I Love TV Themes

It took me a while to realize it, but this season of the United States of Tara has not been using its theme song, which I think is kind of a travesty.

This sequence was directed by Jamie Caliri, whom you may remember as the director of Marcy Playground’s video for “Sex and Candy.” And honestly, the parallels are pretty interesting. Watch:

Caliri-as-auteur has some interest in barren, forbidding, and dream-like landscapes, with single heads rising out of the ground. Everything, including interior shots, looks delicate and handmade, seemingly a child’s fully-realized fashioning of a fantasy.

In the case of Tara, the setup is a pop-up book about Tara’s alters. The ones established at the beginning of the series (Alice, T, and Buck) make appearances doing what they do, but it’s not until the last moment that we see Tara herself - not just not altered, but it is also our first glimpse of her face. This is kind of a strong reveal, as Toni Collette’s face is what makes the show. To watch Toni Collette as Tara transition between alters is a weekly face-acting lesson (is face-acting a thing?). To make a show where the bulk of the ensemble is played by a single actor (be quiet, Tracy Ullman) you need someone who can not just play all the characters but can also demonstrate when she’s transitioning. You either get Anna Deveare Smith or you get Toni Collette, and Anna Deveare Smith is busy.

The song is by The Polyphonic Spree, who as far as I can tell are incapable of making music that’s downbeat. The song’s complaint that “this mess is getting high” is preceded by its own solution: to “open up the skies.” The world can either make space for us or not, but we’re not going to change to fit its dimensions (this is visualized in Tara’s head’s enormous expansion out of a house that can’t contain her at the end of the video). Even though sometimes (especially at this point in the third season) it doesn’t always feel this way, we will be just fine. The second season finale, when this family unit realizes that they can live through their dysfunctions, is kind of emblematic of that. They should really bring back this sequence (even though Tara’s alters have increased in number since it was produced). It’s so good.

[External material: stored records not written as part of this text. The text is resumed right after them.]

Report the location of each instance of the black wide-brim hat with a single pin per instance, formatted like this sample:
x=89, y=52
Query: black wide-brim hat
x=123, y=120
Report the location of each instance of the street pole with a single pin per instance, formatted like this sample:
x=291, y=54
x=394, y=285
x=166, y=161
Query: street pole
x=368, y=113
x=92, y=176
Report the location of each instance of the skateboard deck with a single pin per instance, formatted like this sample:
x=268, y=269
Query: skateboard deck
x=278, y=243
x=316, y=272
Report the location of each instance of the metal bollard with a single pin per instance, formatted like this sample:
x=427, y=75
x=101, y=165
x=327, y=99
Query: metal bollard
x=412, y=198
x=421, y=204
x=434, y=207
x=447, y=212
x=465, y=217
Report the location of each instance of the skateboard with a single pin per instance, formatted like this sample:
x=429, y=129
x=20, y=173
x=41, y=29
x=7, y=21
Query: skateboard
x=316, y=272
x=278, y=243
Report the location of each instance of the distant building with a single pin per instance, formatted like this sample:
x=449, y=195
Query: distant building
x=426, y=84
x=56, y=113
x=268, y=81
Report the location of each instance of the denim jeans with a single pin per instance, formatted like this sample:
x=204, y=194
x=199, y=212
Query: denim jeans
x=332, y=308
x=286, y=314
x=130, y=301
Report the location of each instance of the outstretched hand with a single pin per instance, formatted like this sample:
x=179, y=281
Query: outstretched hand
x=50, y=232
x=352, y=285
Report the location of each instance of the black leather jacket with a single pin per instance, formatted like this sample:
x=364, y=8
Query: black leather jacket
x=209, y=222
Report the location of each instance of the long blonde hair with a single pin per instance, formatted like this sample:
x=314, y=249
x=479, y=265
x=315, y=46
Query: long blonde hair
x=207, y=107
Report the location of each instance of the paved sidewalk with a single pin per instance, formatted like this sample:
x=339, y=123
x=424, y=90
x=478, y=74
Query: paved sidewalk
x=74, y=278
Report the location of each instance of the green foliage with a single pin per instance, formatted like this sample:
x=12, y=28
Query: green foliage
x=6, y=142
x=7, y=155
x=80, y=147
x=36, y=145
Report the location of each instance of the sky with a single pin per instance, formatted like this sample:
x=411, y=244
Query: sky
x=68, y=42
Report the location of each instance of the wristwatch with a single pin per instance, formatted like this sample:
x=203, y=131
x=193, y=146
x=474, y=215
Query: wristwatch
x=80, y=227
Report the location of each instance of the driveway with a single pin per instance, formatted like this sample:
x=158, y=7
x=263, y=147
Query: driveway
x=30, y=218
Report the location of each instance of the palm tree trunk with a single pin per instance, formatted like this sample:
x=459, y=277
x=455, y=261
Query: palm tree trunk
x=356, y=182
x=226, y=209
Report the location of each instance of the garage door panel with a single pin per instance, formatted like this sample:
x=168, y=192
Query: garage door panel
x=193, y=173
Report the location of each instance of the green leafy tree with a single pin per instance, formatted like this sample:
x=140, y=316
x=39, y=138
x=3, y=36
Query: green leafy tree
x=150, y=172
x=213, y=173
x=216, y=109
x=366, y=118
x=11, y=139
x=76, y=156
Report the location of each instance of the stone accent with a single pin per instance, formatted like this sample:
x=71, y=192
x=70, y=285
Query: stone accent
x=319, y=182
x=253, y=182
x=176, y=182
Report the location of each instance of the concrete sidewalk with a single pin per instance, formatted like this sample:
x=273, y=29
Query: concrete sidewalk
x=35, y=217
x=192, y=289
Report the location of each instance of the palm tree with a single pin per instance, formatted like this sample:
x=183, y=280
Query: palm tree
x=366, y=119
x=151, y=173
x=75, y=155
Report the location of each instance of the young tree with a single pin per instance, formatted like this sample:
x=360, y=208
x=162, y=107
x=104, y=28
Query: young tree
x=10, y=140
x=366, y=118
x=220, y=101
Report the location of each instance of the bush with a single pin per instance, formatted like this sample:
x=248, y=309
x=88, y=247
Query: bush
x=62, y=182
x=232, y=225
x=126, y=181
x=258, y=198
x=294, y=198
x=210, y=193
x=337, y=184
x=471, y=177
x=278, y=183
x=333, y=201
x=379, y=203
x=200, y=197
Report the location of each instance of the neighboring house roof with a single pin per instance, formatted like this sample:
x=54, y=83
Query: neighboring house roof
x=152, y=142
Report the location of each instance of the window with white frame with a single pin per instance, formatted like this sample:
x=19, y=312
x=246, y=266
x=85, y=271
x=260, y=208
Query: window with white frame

Update! Apparently the show was just canceled. Bummer.

I mentioned the story of the song used here earlier this week (brief comment - it’s probably meant as sad and bitter irony that the song itself is about eternal youth, used for a show largely about aging out of youth), so I’d like to focus on the sequence itself, since it actually belongs to an important tradition in TV opening sequences - sequences intended as documentary of the characters. For example, the How I Met Your Mother sequence is meant to look like a series of photographs taken of the characters during a fun night at the bar. Here’s Adam McKay’s take on the same, used in The Other Guys:

Another entry in this tradition is, of course, The Wonder Years and its home movies sequence.

All these things say important things about the times in which they take place. How I Met Your Mother’s is a commentary on the extremely-documented lives we all lead on facebook and so forth. To wit.

The Wonder Years’ theme evokes the nostalgia of people of a certain age for the home movies made during the early home video boom, when families could afford handheld devices to record videos. When VHS happened, making this so much easier, this was the result.

In the case of Dawson’s Creek, we’re made to recall something significant about that era (The Nineties). Dawson wanted to be “The Next Spielberg” but that’s not really true. Dawson’s idols wanted to be The Next Spielberg. In his Sex, Lies, and Videotape diaries, Steven Soderbergh lists “Jaws” as one of his all-time favorite movies; Kevin Smith and Quentin Tarantino have listed it among theirs from time to time as well. The first half of the nineties contained a large number of young white guys who made movies on the cheap - these were the men Dawson wanted to be. This sequence contains occasional shots of his friends as seen through his camera - the angsty male gaze he films would not have been out of place in 1998 at all. At the end of the series, Dawson creates a teen soap opera called The Creek (I live for things like this). We never get to see an opening credits sequence for his show, which is the greatest tragedy of the 20th century. And in the show’s final moments Dawson is about to meet with Steven Spielberg. What’s more likely is that he would get one of his own (actual) idols to direct an episode of The Creek. Like so.